Unnamed: 0,Invoice,StockCode,Quantity,InvoiceDate,Price,Customer ID,Country,Description
179403,A506401,B,1,04/29/10 01:36,-53594.36,,United Kingdom,Adjust bad debt
276274,A516228,B,1,07/19/10 11:24,-44031.79,,United Kingdom,Adjust bad debt
403472,A528059,B,1,10/20/10 12:04,-38925.87,,United Kingdom,Adjust bad debt
825444,A563186,B,1,08/12/11 02:51,-11062.06,,United Kingdom,Adjust bad debt
825445,A563187,B,1,08/12/11 02:52,-11062.06,,United Kingdom,Adjust bad debt


[Bad Debts](https://help-sage50.na.sage.com/en-ca/core/2019/Content/Customers_Sales/CustomerPayments/AboutBadDebts.htm): The amount not paid when a customer fails to pay all or part of what is owed. A bad debt is a cost of selling on credit and is considered an expense.

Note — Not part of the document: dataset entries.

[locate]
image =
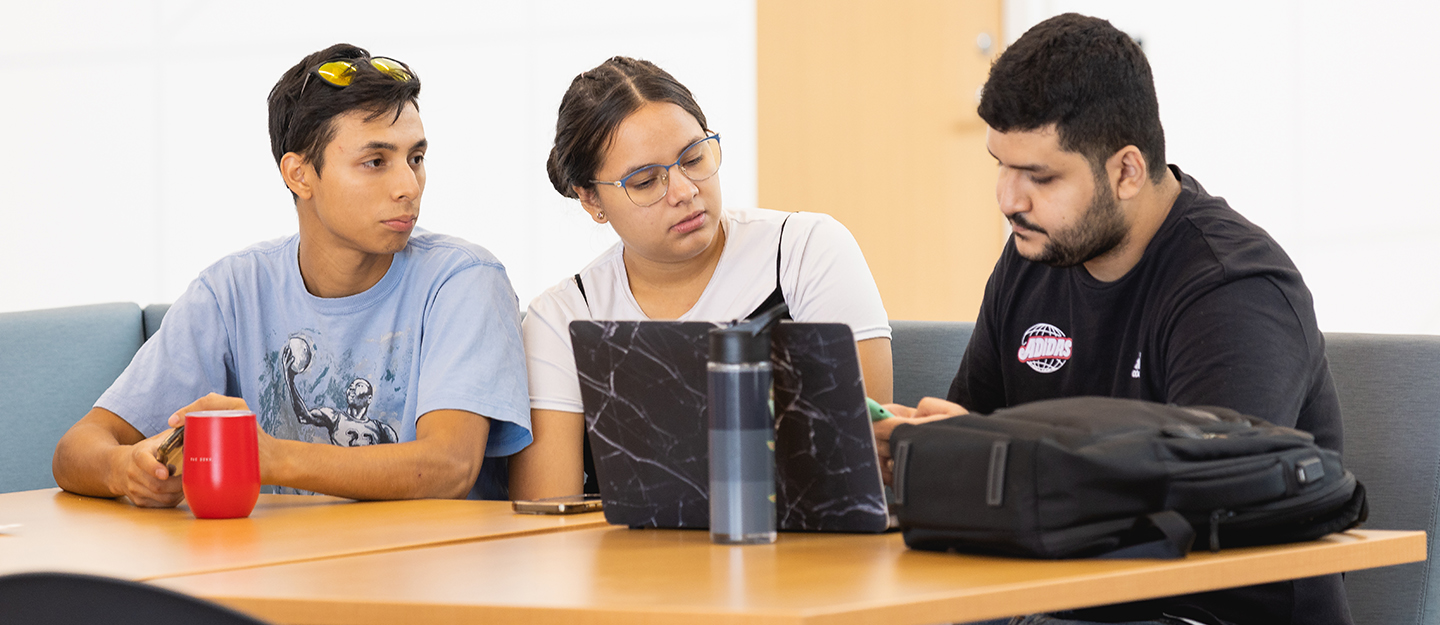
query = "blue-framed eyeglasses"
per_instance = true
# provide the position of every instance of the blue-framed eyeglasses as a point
(650, 183)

It looks like there was a duplicate entry for a bad debt transaction, 825444 & 825445, as they both are the same except a minute apart, We'll keep it in though, since there is no other indication it could be an error other than it appears to be the same with a minute offset.

Previously we said we'd drop the rows with a missing Customer ID, but it looks like we'll have to fix that, as there is obviously some values that reduce the total revenue grossed. To fix this we'll group by invoice, and find the total for each invoice, then we'll join our original dataset to get our Invoice Date, Country and Customer ID.

In [21]:
# groupby invoice and get total sum
df["total"] = df.Quantity * df.Price
df["invoice_"] = df.Invoice.map(lambda s: s[1:] if s[0] in "AC" else s).astype("int")
i_totals = df.groupby("invoice_").sum()["total"]
i_totals

invoice_
489434     505.30
489435     145.80
489436     630.33
489437     310.75
489438    2286.24
           ...   
581583     124.60
581584     140.64
581585     329.05
581586     339.20
581587     267.45
Name: total, Length: 53628, dtype: float64

In [22]:
# merge the two datasets
data = pd.merge(i_totals, df.sort_values("InvoiceDate"), how="left", left_on="invoice_", right_on="invoice_")
data = data.drop_duplicates(subset=["invoice_"])
data = data[["invoice_", "total_x", "Invoice", "InvoiceDate", "Customer ID", "Country"]]
data.columns = ["invoice_num", "total", "invoice_name", "invoice_date", "customer_id", "country"]
data

Unnamed: 0,invoice_num,total,invoice_name,invoice_date,customer_id,country
0,489434,505.30,489434,12/01/09 07:45,13085.0,United Kingdom
8,489435,145.80,489435,12/01/09 07:46,13085.0,United Kingdom
12,489436,630.33,489436,12/01/09 09:06,13078.0,United Kingdom
31,489437,310.75,489437,12/01/09 09:08,15362.0,United Kingdom
54,489438,2286.24,489438,12/01/09 09:24,18102.0,United Kingdom
...,...,...,...,...,...,...
1067326,581583,124.60,581583,12/09/11 12:23,13777.0,United Kingdom
1067328,581584,140.64,581584,12/09/11 12:25,13777.0,United Kingdom
1067330,581585,329.05,581585,12/09/11 12:31,15804.0,United Kingdom
1067351,581586,339.20,581586,12/09/11 12:49,13113.0,United Kingdom


In [23]:
# save our data
data.to_csv("../data/interim/data.csv")

Looks like our interim data is all cleaned and ready to continue in the pipeline, we'll next do some EDA, and any additional reshaping before we do our modeling.